Despite the name, VirtualThreadPool does not pool virtual threads, but allows you to impose a limit on the maximum number of current virtual threads, using a Semaphore.

Limiting the number of current virtual threads helps to limit resource usage in applications, especially in case of load spikes. When an unlimited number of virtual threads is allowed, the server might be brought down due to resource (typically memory) exhaustion.

Furthermore, you can configure it to track virtual threads so that a Jetty component dump will show all virtual threads currently in use, including those that are unmounted.

Virtual Threads Pinning

Even when using virtual threads, Jetty uses non-blocking I/O, and dedicates a thread to each java.nio.channels.Selector to perform the Selector.select() operation.

Up to Java 23, calling Selector.select() from a virtual thread pins the carrier thread.

Since Java 24, calling Selector.select() from a virtual thread does not pin the carrier thread.

Virtual Threads Pinning with Java 19 to 23

If you configure a server-side Connector, or Jetty’s HttpClient with N selectors, then N carrier threads will be pinned by the virtual threads calling Selector.select().
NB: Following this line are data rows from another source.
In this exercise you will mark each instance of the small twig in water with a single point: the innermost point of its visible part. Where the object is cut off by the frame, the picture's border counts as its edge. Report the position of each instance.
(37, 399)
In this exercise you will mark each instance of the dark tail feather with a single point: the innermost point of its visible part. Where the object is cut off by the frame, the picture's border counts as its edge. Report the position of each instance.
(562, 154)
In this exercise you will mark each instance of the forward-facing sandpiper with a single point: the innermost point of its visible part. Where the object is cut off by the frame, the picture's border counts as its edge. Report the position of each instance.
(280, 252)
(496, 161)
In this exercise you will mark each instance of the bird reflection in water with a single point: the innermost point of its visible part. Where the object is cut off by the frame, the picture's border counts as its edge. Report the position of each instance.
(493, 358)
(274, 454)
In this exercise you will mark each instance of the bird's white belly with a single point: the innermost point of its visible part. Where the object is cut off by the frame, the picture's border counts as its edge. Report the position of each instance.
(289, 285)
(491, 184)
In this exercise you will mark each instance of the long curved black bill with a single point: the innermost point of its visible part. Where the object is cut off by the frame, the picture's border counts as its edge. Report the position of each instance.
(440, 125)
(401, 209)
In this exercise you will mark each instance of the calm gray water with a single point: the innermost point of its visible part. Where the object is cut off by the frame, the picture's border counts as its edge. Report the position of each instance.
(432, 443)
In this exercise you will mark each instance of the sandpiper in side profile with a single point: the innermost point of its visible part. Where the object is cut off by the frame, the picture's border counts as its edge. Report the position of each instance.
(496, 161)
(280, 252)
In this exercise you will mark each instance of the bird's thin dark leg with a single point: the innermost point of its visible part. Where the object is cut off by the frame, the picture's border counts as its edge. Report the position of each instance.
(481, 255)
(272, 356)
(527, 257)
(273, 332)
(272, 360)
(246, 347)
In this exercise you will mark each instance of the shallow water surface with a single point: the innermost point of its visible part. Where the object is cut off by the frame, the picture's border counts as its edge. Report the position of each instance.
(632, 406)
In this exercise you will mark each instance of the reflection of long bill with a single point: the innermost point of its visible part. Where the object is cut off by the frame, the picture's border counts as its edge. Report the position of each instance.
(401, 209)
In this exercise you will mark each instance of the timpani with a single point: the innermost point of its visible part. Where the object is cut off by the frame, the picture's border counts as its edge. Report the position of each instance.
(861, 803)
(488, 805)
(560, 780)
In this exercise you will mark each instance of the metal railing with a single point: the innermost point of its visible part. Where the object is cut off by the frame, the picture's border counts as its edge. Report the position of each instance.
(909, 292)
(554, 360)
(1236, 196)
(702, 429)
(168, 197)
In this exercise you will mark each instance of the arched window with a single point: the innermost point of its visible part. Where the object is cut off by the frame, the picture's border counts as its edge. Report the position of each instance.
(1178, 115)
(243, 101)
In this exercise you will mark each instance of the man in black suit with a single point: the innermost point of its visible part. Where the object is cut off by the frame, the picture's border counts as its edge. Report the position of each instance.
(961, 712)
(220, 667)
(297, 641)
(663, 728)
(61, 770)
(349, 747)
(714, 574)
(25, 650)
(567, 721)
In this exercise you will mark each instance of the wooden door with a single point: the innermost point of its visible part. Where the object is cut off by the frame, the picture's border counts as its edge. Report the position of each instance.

If you have less than N CPU cores in your system, then by default all carriers will be pinned in the Selector.select() call, leaving no carrier to execute virtual threads, and therefore completely locking up your system, which will become completely unresponsive.

If you have more than N CPU cores in your system, then by default your system may be less efficient, since the carrier threads may be pinned in the Selector.select() call, and therefore not available to run virtual threads.

The number of CPU cores of your system determines, by default, the number of carrier threads. The number of carrier threads may be explicitly configured by setting the system property -Djdk.virtualThreadScheduler.parallelism=N, where N is your desired number of carrier threads.

Selector threads used by Jetty pin carrier threads.

Choose the number of selectors wisely when using virtual threads: the number of selectors must always be less than the number of carrier threads, to leave some of the carrier threads free to run virtual threads.

As an extreme example, if your system only has 1 CPU core, then 1 selector is enough to pin the only carrier thread, and your system will eventually lock up. In this case, you must explicitly configure the number of carrier threads by setting the system property -Djdk.virtualThreadScheduler.parallelism=2 (or to a larger value).